In French or in English? And can you be a little more specific?

Tatz.


----------



## emma42

Are you asking for a list of homophones, ansel?  I don't know whether we are allowed to do that.  Perhaps there is a list already.  The mods will know.


----------



## la reine victoria

ansel said:
			
		

> can you give me some words that frequently appear in the daily conversation which sound same as some other words after adding to an aticle. or some words having similar pronunciation. thank you very much


 

Hello Ansel,

You will find this site very helpful.


Regards,
LRV


----------



## ansel

sorry,
 in french
for example, l'obstacle and another word's orignal formwhich sounds similar or same


----------



## Gardefeu

Similar to l_'obstacle_? Je sèche...


----------



## emma42

Do you mean like "aller" and "allé" and "une allée"?  Homophones?


----------



## Lezert

do you mean something like "l'avis" and "la vie"?


----------



## CARNESECCHI

Ne jamais jouer en aube au football, car l'aube se tacle !!


----------



## ansel

what Lezert said is what i want to ask.
just like this kind of words, do you guys have any?


----------



## CARNESECCHI

"Après avoir labouré, les Auvergnats dansent la Bourrée"
"avoir de la tension requiert toute l'attention" ??


----------



## Gardefeu

The link provided by la reine Victoria seems to answer your query perfectly.


----------



## Clayjar

This site lists a variety of French Homophones:
http://french.about.com/od/vocabulary/a/homophones.htm


----------



## la reine victoria

* Le ver vert va vers le verre.*  





LRV


----------



## Gardefeu

Carnesecchi,
Bravo pour avoir trouvé un homonyme à obstacle!


----------



## Tatzingo

Lezert said:
			
		

> do you mean something like "l'avis" and "la vie"?



Or perhaps;

Etoile - et toi - les toits - trois?

peu - peut - peur - peux 

Dit - dix - dis 

???

Tatz.


----------



## Gardefeu

What about this one:
_Le mur murant Paris rend Paris murmurant_... (et c'est un alexandrin!)


----------



## Lezert

les toiles / l'étoile
l'ivraie / livrer
la faire / l'affaire
l'appel / la pelle

there is plenty...


----------



## CARNESECCHI

Merci Gardefeu!!

le plus maigre parmi les trois mousquetaires est d'Artagnan, l'étroit mousquetaire.

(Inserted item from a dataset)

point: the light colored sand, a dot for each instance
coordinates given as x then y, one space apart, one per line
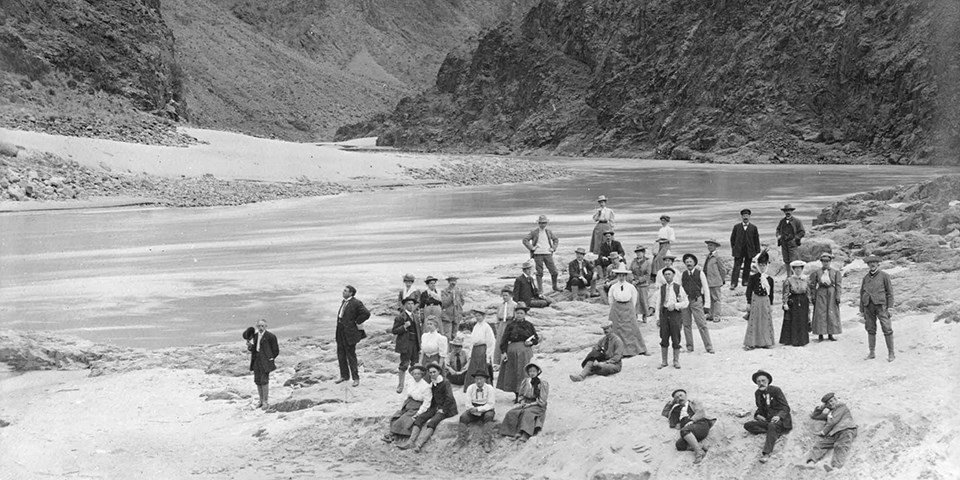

je vais l'arranger dans la rangée


----------



## ansel

excellent job!! come on guys, bring up more, i will write down all of them!!!!!


----------



## Gardefeu

Of course, there are the holorime verses, but there we get more into the realm of puns and literary games. Just one, for the beauty of it:

_Dans ces meubles laqués, rideaux et dais moroses,
Danse, aime, bleu laquais! Ris d'oser des mots roses!

_Sublime, n'est-ce pas?


----------



## Clayjar

Wow Gardefeu! I'm very impressed!


----------



## Gardefeu

Eh, c'est pas de moi! C'est de Charles Cros (le poète du hareng saur et l'inventeur du phonographe  )


----------



## la reine victoria

Les mûres sur le mur sont mûres.





LRV


----------



## geve

Holorimes, vous avez dit holorimes ? Just my cup of tea  
See also this thread: http://forum.wordreference.com/showthread.php?t=130484 (with attempts at bilingual holorimes!)

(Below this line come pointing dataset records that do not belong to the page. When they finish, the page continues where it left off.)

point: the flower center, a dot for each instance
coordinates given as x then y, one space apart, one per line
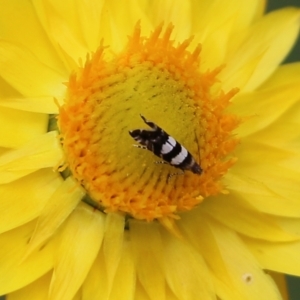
163 83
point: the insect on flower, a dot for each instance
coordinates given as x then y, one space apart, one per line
166 147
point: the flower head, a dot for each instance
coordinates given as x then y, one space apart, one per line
207 205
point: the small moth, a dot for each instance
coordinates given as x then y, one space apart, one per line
166 147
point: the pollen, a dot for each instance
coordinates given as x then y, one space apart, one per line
162 81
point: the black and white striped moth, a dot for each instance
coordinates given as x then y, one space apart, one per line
166 147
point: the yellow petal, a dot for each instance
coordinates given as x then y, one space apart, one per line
115 26
230 260
265 45
31 77
37 290
147 249
13 273
125 278
280 281
63 29
42 152
185 270
14 133
89 13
234 213
262 108
23 200
98 283
77 248
279 257
172 11
112 245
26 31
283 76
259 195
55 212
44 105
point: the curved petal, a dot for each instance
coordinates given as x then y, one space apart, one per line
27 74
37 290
27 31
279 257
61 22
238 215
147 248
32 125
45 105
265 45
99 282
124 281
267 106
66 198
185 270
238 274
77 247
263 198
14 272
42 152
23 199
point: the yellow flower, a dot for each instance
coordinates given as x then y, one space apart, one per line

"l'étroit mousquetaire", j'adore  
ça ressemble un peu à ces blagues "on ne dit pas... on dit..."
Par exemple: _On ne dit pas "n'importe quoi". On dit "que porte la personne de petite taille ?"  _


----------



## emma42

J'aime ça, LRV.


----------



## CARNESECCHI

la reine victoria said:
			
		

> Les mûres sur le mur sont mûres.


 
et murmurent dans leur armure d'épines


----------



## se16teddy

Il etait une fois une vendeuse de foie qui vendait du foie dans la ville de Foix.  Elle se dit, 'Ma foi! Je ne vendrai plus de foie dans la ville de Foix car il fait trop froid.'


----------



## Lezert

De Bobby Lapointe ( Jockey,C'est pas mauvais)

"Ah ! Cornebleu, dit l'amiral,
Si j'pars en mer mon amie râle.
En ce cas resterai-je au quai ?"

Et il en a fait beaucoup d'autres de ce genre


----------